- Born: 1957 (age 68–69)
- Education: Businessman
- Children: 2

= Jan Coene =

Belgian businessman (born 1957)

Jan Hugo Isidoor Coene (born in 1957), is a Belgian businessman who fell in disgrace because of the Picanol Scandal.

As a young trainee, he joined Brown, Boveri & Cie (BBC) Workshops in Brussels. In 1988, BBC merged with ASEA, to become ABB Asea Brown Boveri. In 2001 he left ABB and became the CEO & Chairman of Picanol, a world-wide leader in textile machinery and related services.

In 2003, he became Chairman of Belgacom, the Belgian national telephone company which he led to an IPO, working closely with its owner, the Belgian Government.

In 2004, the press revealed the level of his incomes from Picanol. These incomes were judged greatly excessive by the press, considering the usual Belgian remunerations for the functions of upper management. The lack of transparency was also pointed out, in particular by company's minority shareholders. Facing growing criticism, Jan Coene was forced to resign from both Picanol and Belgacom in October 2004. He accepted to reimburse ten million euros to Picanol (which because of the height of the sums reserved for Jan Coene had become financially unhealthy) but kept 12 million.

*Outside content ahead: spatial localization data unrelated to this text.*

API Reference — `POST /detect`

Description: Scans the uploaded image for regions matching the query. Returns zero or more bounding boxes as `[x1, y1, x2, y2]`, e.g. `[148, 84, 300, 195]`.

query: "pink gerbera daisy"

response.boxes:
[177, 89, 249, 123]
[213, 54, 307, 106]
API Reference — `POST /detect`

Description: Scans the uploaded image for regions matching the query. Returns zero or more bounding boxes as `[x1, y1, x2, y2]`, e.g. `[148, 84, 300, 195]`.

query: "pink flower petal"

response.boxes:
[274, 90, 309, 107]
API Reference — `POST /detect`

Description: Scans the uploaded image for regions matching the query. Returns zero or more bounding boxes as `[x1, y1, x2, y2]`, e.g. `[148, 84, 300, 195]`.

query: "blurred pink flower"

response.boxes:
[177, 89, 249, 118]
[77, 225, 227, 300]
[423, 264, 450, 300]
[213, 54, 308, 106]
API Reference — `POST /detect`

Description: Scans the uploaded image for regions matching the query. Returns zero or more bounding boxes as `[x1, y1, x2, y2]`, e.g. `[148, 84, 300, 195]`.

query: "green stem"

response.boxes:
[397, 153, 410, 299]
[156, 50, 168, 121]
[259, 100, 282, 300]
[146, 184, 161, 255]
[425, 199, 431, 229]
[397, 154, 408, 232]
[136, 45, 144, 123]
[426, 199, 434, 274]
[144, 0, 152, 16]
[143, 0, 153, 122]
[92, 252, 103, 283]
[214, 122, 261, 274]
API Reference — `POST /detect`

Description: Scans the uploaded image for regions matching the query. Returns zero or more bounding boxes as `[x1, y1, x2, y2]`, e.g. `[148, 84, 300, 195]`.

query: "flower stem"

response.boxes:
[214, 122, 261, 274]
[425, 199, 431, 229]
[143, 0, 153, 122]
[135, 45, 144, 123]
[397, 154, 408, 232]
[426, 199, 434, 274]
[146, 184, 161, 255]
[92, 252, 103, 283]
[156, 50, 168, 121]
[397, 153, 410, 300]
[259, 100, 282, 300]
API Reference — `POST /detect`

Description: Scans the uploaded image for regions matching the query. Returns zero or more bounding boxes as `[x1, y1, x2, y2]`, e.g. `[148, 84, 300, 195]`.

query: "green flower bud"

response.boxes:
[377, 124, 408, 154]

The affair became a political issue in Belgium and a bill was introduced in Parliament (the "Picanol law") to force big companies to publish the remuneration of their upper management personnel.

In the meanwhile, the affair also shed another bad light on the Network of Vlerick-Boys, a circle of business men with low moral standards who all studied at the Vlerick Management School. Members of the circle include Jan Coene, Ronald Everaert, Luc Debruyckere and Louis Verbeke, who were all implied in scandals of greed, mismanagement and fraud (Lernout & Hauspie, Ter Beke, Picanol). The circle entertains business connections and helps its members to get in the direction committees of Belgian industry. As one of the only remaining "clean managers" Jan Coene was named president of the alumni of the Vlerick Management School. But he also had to quit presidency after the 2004 Picanol scandal.

Other of Jan Coene's professional activities include: Director and Board Member of various companies: Domo, Committee Koning Boudewijnstichting, Flanders, Federation of Flemish Enterprises, co-founder of BBE (Belgian Business for Europe), member of the World Economic Forum (since 2002), Chairman of Siveco Group SA, a company providing CMMS products worldwide.

Jan Coene is married with 2 children.